Market Dominant Rail Ticket Vendors Must Finally Be Opened Up – To Ensure Multichannel Sales

Berlin, 25th September 2025 – This week, in its newly published document “Key Points for the Reform of Deutsche Bahn (i.e. reform of the state-owned rail incumbent DB), the German Federal Ministry of Transport said that it:

“expects that (Germany’s dominant online rail ticket vendor) the DB Navigator app, together with its associated online presence, will be transferred to the responsibility of (the infrastructure manager) DB InfraGO AG in order to strengthen the common good and competition neutrality“.

This is encouraging, and it must include ticket sales as well.

Background: Two of the key components of the passenger rail sector are (1) the operators on the tracks and (2) the downstream rail ticket sales vendors.

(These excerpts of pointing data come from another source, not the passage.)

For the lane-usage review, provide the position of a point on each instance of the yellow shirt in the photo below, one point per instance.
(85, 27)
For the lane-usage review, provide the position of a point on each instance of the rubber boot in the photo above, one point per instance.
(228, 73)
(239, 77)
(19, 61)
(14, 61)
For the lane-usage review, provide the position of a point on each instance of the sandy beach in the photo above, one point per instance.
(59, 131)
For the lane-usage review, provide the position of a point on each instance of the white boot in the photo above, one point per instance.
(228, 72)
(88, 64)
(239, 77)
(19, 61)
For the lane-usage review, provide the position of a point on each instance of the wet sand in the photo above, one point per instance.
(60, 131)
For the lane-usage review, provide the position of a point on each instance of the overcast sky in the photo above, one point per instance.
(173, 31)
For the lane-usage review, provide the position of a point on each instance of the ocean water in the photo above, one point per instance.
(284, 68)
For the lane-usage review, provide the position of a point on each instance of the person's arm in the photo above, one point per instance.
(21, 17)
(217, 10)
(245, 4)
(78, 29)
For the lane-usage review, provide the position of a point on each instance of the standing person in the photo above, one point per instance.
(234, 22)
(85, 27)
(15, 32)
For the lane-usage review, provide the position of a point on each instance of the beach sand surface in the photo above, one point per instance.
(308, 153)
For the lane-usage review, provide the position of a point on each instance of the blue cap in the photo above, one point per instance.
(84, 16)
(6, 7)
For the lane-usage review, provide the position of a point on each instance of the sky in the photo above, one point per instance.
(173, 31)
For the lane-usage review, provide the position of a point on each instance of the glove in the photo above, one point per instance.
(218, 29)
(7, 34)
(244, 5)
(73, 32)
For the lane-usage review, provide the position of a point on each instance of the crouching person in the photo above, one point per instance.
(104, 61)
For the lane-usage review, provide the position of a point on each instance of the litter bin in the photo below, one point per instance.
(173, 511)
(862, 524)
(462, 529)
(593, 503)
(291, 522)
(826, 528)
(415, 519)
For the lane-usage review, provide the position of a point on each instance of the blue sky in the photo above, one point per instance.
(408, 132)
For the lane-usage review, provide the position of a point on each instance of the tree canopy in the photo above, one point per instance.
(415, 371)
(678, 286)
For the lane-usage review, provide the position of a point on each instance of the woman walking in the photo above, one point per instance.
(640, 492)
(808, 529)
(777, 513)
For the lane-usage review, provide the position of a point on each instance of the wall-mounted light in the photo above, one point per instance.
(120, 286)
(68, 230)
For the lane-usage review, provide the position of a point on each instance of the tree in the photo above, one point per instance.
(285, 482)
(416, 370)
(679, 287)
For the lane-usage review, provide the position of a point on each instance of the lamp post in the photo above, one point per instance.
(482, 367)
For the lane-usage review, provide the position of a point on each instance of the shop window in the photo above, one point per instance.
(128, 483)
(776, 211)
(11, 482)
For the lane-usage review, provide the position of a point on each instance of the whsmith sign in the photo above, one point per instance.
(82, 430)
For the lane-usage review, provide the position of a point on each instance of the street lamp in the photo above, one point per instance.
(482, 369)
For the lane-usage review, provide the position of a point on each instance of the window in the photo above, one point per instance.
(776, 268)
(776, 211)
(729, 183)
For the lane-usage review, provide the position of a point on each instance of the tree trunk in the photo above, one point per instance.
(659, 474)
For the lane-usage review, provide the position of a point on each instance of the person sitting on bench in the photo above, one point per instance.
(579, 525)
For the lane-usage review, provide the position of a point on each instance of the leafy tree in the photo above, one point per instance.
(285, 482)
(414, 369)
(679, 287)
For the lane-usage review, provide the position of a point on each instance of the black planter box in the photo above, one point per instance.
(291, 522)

With the internet, cross-border rail and new operators, these are no longer the same market anymore.

However, due to their historical role as the national rail monoliths with an ubiquitous brand, state-owned rail incumbents have inherited market dominance not only as the largest rail operator but also in the downstream rail ticket vendor market. 

• Unfortunately, in the vast majority of cases, new entrant operators are then refused the opportunity to be sold at such dominant ticket vendors.

• For example, at the last count, DB’s online rail ticket vendors had an astonishing 94% market share in terms of the number visits to online sales platforms in German long-distance rail (see the pie chart below).

Not only does this reduce transparency for passengers – who cannot see all rail options available – on a publicly owned platform (!) – but it also it is anti-competitive behaviour, severely undermining the exposure to and thus the commercial viability of new entrant operators.

Passengers need multi-channel sales. Market-dominant rail ticket vendors must be required to make available the full range of tickets from all willing rail operators, and market-dominant rail operators must be required to provide data access – including the right to sell their tickets – to all willing ticket vendors.

This way, passengers will experience the benefits of competition in both markets, without one being manipulated by the other.

ALLRAIL Secretary General Nick Brooks says: “The EU Commission and other EU Member States should take note of Germany’s new initiative and ensure that this becomes part of the upcoming EU SDBTR i.e. the future Single Digital Booking and Ticketing Regulation for rail.

Figure 6.2: Shares of website visits with sales offers from long-distance rail operators in Germany, December 2020. Source: Monopolies Commission, Sector Report Bahn 2021: Wettbewerb in den Takt!, page 119.